Lombard - level of disclosure insufficient to avoid misleading investors

Lombard adds to recent judicial guidance on offer document disclosure obligations

When the High Court in Wellington sat in judgment on criminal charges brought against the Lombard directors, the honesty of the directors was not in question. Nor was the extent of external professional advice the directors sought in the preparation of the offer documents (including from solicitors with specialist expertise in the preparation of securities documents).

It was a finding by the Court of a material misjudgement by the directors as to the disclosure concerning one important aspect of Lombard's business as a finance company (its liquidity position) that resulted in them being found guilty of making "untrue" statements in offer documents under the Securities Act 1978.

On this issue, the Court found there was a material discrepancy between the liquidity squeeze confronting Lombard in December 2007, and the more confident comments on liquidity conveyed in the amended prospectus. Specifically there were two omissions, the combined impact of which the Court considered was sufficient to render the amended prospectus misleading:

The statutory defence of reasonable grounds for belief in the accuracy of the amended prospectus was not made out in relation to these material omissions as to liquidity.

So what guidance does the Lombard decision (and the other finance company prosecutions it builds on) offer directors when approving offer documents?
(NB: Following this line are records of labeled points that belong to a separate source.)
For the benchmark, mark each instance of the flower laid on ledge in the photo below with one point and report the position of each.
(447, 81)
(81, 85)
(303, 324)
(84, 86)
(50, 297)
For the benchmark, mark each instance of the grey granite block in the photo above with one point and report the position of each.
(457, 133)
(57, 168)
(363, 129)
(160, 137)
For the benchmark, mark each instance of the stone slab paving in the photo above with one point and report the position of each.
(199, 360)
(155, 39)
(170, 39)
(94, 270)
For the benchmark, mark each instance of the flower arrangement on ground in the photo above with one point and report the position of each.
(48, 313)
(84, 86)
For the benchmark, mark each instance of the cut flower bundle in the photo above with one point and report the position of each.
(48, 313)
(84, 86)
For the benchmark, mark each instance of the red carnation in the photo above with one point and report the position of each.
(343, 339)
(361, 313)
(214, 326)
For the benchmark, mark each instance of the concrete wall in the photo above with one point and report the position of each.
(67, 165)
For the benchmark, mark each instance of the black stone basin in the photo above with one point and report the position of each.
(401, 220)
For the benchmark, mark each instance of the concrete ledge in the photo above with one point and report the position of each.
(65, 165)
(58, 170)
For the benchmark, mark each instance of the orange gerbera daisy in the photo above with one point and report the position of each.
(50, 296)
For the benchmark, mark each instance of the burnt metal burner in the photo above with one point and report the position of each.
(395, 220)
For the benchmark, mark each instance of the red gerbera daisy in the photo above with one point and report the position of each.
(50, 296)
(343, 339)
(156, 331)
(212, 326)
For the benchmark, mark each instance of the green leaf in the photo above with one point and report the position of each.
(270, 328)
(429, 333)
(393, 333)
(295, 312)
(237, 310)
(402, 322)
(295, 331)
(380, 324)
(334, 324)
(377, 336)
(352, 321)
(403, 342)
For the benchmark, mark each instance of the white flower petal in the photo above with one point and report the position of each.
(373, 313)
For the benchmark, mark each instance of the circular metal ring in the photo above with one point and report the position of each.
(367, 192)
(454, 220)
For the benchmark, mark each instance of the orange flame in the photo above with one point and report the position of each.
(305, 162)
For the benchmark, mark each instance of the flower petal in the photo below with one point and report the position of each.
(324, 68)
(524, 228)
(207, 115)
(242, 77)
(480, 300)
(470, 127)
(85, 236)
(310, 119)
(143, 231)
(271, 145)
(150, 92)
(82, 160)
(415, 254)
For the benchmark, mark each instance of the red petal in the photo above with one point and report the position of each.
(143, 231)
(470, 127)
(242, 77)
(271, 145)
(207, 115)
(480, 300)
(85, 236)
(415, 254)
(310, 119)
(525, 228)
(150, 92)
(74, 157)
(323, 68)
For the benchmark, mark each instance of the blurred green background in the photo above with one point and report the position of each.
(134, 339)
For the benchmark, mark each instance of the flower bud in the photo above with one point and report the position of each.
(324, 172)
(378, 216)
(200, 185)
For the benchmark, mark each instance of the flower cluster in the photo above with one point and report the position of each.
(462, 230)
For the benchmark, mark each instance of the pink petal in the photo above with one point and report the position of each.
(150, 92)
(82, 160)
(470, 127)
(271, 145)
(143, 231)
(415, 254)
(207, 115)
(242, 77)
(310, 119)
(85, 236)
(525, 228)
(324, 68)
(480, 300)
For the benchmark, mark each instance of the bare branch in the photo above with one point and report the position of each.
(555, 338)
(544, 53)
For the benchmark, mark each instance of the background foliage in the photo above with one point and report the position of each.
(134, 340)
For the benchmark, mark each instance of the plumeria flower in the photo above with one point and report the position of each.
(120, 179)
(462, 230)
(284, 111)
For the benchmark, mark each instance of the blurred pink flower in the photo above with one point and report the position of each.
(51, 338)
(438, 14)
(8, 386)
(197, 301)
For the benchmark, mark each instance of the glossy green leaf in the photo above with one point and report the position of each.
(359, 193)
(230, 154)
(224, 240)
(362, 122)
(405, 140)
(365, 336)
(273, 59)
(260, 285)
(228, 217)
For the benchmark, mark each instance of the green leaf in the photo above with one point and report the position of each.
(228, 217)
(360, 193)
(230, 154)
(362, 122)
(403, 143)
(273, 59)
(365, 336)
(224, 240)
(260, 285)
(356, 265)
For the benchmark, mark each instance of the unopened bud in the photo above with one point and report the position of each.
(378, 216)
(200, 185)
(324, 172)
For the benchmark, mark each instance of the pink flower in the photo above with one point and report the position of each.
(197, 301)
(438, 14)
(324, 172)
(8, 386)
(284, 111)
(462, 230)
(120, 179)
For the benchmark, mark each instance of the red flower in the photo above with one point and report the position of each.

  1. Directors have a core responsibility to ensure the accuracy of offer documents and this cannot be delegated.
  2. In determining the appropriate level of disclosure, the focus is on the "prudent but non-expert" investor (as formulated by Heath J in the prosecution of directors of Nathans Finance Limited) and what this "notional investor" needs to be told to be adequately informed on material matters.
  3. There is a focus by Courts on the overall impression conveyed by offer documents, and on key issues (e.g. liquidity) - rather than a refined, line by line, analysis of statements made.
  4. While a director can take into account information and opinions provided by professional advisers or by management, the director must ensure that the director is comfortable, not just with the competence of the adviser generally, but with the advice and information they give from time to time.
  5. The fact that lawyers, auditors, a regulator or management do not raise any concerns or warning signals in relation to the level of disclosure does not, of itself, excuse the directors from liability in relation to those documents.
  6. Just because the level of disclosure might compare favourably to an "industry norm" does not mean it meets the legal requirements.
  7. The need for accurate disclosure cannot be balanced against other competing considerations, such as obligations to existing investors and parent company shareholders. If something is "material", it must be disclosed.
  8. If a director has doubts or cause for real and present concern (as the Lombard directors did about liquidity), the fact of that concern may be "material", and may require disclosure. This is the case even if the director considers the company will ultimately come through the issue, or if with hindsight the director's concerns are shown to be unfounded. Materiality in this sense is a relatively low threshold. If the proposed disclosure might influence any investment decision, it will almost inevitably be characterised as material.
  9. General warnings or risk statements may be insufficient. Statements of this nature may carry the implication that the relevant adverse circumstances or risks do not currently exist, and are not imminent.

The Court was satisfied that the Lombard directors honestly believed the documents were accurate and adequate at the time they were issued. However, this was not enough to establish that it was reasonable for them to omit certain relevant information known to them or to avoid the strict liability consequences of the current securities regime.

An appeal has been signalled from at least one of the directors. The extent to which civil claims against the directors personally are pursued may well depend on the scope of any D&O insurance funds available to aggrieved investors. Although the directors have been found guilty of criminal offences in this case, there is no finding of dishonesty or deliberate offending that you would normally expect to be automatically excluded from cover under a standard D&O policy. This situation will not arise if the proposed Financial Markets Conduct Bill is enacted in its current form, as only directors who knowingly or recklessly contravene a disclosure requirement will be exposed to criminal sanctions.